This is the code for performing the signal reconstruction analyses reported in "Emergence and organization of adult brain function through child development." Yates, Ellis, Turk-Browne (2020) https://www.sciencedirect.com/science/article/pii/S1053811920310910?via%3Dihub
Abstract
Adult cognitive neuroscience has guided the study of human brain development by identifying regions associated with cognitive functions at maturity. The activity, connectivity, and structure of a region can be compared across ages to characterize the developmental trajectory of the corresponding function. However, developmental differences may reflect both the maturation of the function and also its organization across the brain. That is, a function may be present in children but supported by different brain regions, leading its maturity to be underestimated. Here we test the presence, maturity, and localization of adult functions in children using shared response modeling, a machine learning approach for functional alignment. After learning a lower-dimensional feature space from fMRI activity as adults watched a movie, we translated these shared features into the anatomical brain space of children 3--12 years old. To evaluate functional maturity, we correlated this reconstructed activity with children’s actual fMRI activity as they watched the same movie. We found reliable correlations throughout cortex, even in the youngest children. The strength of the correlation in the precuneus, inferior frontal gyrus, and lateral occipital cortex predicted chronological age. These age-related changes were driven by three types of developmental trajectories: emergence from absence to presence, consistency in anatomical expression, and reorganization from one anatomical region to another. We also found evidence that the processing of pain-related events in the movie underwent reorganization across childhood. This data-driven, naturalistic approach provides a new perspective on the development of functional neuroanatomy throughout childhood.
Scripts
We have included our main analyses scripts and participant group labels files for replicating our results. The figure below illustrates the main steps used when running the signal reconstruction analysis. It is assumed that data has already been preprocessed (described below). Before implementing the main script, you must first edit the code in scripts/SR_utils.py marked "PARAMETERS" and make changes specific to your setup (e.g., location of preprocessed data, where data is to be stored). Here you should also indicate where you have stored the nifti file that is used for masking your data; in our analyses, we used the intersect brain mask of all participants created using the FSL merge command.
Environment setup
In order to run this code, python and BrainIAK must be in your environment. These modules are loaded in scripts/source_environment.sh. The code assumes that you use SLURM for your job submission, but could be edited to suit other cluster environments. Note however, some of these computations are time and memory intensive, depending on the number of subjects in the group used for learning the SRM features.

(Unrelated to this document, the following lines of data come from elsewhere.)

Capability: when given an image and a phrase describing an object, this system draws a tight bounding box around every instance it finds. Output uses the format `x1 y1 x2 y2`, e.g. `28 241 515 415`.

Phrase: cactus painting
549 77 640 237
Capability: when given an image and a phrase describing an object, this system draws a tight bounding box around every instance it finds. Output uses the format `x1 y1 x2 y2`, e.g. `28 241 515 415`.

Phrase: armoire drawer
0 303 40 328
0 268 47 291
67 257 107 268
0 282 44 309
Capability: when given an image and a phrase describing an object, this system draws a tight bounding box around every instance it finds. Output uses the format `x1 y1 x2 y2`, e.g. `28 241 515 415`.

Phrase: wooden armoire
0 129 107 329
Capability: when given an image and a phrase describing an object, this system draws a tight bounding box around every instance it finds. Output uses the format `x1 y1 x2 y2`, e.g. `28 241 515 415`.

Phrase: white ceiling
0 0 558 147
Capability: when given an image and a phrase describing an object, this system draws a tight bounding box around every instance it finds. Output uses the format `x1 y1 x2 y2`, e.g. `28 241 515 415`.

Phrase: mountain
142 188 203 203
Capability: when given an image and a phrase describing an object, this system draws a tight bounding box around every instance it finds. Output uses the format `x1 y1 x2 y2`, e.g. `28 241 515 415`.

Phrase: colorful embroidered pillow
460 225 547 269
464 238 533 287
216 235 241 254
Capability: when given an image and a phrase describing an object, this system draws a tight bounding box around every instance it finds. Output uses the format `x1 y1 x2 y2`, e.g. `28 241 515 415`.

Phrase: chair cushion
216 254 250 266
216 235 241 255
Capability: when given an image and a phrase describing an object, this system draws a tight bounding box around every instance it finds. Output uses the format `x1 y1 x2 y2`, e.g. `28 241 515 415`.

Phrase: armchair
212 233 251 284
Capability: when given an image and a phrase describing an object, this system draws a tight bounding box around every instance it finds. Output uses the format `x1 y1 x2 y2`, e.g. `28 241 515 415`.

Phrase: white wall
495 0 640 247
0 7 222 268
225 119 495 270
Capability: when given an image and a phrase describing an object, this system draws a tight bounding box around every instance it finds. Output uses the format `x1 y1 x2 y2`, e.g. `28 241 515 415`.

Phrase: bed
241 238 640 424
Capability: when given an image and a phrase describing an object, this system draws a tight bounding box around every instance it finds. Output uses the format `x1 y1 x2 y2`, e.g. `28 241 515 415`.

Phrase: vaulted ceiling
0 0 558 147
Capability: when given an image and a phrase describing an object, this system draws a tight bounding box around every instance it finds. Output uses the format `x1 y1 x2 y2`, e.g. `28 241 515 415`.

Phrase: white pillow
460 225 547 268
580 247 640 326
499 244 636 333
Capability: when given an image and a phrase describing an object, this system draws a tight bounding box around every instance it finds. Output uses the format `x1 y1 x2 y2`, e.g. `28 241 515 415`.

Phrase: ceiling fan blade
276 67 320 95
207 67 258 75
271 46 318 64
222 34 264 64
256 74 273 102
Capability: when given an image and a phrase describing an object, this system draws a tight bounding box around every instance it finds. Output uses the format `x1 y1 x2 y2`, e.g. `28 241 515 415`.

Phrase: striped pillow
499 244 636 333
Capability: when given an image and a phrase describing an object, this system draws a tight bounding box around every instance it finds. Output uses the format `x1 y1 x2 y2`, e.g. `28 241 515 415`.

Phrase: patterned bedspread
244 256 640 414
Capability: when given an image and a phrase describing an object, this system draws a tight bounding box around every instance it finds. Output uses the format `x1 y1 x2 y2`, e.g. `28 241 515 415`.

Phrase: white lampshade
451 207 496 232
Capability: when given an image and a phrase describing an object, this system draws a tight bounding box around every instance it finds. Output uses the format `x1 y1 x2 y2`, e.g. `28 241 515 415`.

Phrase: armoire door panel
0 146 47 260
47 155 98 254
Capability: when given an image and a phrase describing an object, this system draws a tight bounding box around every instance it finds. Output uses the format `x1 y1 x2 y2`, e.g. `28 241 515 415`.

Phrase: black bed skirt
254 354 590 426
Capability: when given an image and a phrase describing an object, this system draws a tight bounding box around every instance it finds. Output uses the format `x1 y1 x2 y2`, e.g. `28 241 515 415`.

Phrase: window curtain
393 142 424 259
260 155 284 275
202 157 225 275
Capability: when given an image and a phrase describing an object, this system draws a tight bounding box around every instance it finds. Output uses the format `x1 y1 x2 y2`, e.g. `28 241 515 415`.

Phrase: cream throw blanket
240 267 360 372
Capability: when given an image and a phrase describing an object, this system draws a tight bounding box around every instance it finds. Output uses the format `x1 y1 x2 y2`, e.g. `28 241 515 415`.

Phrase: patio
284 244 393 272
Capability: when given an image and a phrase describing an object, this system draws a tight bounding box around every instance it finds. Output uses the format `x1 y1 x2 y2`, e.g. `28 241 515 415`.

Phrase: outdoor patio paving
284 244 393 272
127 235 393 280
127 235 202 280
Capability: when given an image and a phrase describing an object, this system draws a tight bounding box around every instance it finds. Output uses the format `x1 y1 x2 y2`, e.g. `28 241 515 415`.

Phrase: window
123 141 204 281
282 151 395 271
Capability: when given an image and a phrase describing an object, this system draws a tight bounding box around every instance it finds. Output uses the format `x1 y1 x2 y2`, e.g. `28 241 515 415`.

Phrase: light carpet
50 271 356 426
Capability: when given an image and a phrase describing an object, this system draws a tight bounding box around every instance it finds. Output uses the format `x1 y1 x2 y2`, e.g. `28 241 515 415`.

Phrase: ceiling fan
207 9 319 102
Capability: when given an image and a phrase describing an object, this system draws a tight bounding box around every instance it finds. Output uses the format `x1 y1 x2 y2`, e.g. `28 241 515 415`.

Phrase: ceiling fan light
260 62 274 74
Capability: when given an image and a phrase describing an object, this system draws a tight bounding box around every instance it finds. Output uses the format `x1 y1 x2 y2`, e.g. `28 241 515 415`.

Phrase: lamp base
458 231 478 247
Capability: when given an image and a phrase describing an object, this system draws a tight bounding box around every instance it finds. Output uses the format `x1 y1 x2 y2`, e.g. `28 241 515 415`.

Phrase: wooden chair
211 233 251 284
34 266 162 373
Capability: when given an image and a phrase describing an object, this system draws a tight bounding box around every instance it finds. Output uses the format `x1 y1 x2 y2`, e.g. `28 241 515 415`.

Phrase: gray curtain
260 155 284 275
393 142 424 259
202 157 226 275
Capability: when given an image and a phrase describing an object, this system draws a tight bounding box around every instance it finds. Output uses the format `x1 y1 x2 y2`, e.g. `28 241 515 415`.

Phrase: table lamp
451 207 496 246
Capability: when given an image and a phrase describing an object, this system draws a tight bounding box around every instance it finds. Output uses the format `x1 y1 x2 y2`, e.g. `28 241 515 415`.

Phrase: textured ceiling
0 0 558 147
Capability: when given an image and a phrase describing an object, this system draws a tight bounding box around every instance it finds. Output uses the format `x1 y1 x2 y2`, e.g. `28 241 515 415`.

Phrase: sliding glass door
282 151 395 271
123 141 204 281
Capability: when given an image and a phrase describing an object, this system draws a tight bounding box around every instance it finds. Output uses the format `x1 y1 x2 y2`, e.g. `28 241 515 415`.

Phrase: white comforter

Dataset and preprocessing information
We analyze open-source data from the "Development of the social brain from age three to twelve years" by Hilary Richardson, Grace Lisandrelli, Alexa Riobueno-Naylor & Rebecca Saxe. The original paper can be found here: https://www.nature.com/articles/s41467-018-03399-2. We downloaded data from OpenNeuro: https://openneuro.org/datasets/ds000228/versions/1.0.0.
Preprocessing was done using fmriprep 1.1.8. The script used to run fMRIprep is located in scripts/run_fmriprep.sh. Because slice acquisition for the adult sample (and some children) was different from that of most children, FSL's FLIRT command was then used to resample the adult and some children data to all have the same voxel dimensions (3.13 mm isotropic with 10% slice gap). The preprocessed outputs of fmriprep, resampled to the same voxel space, were then used for our analyses.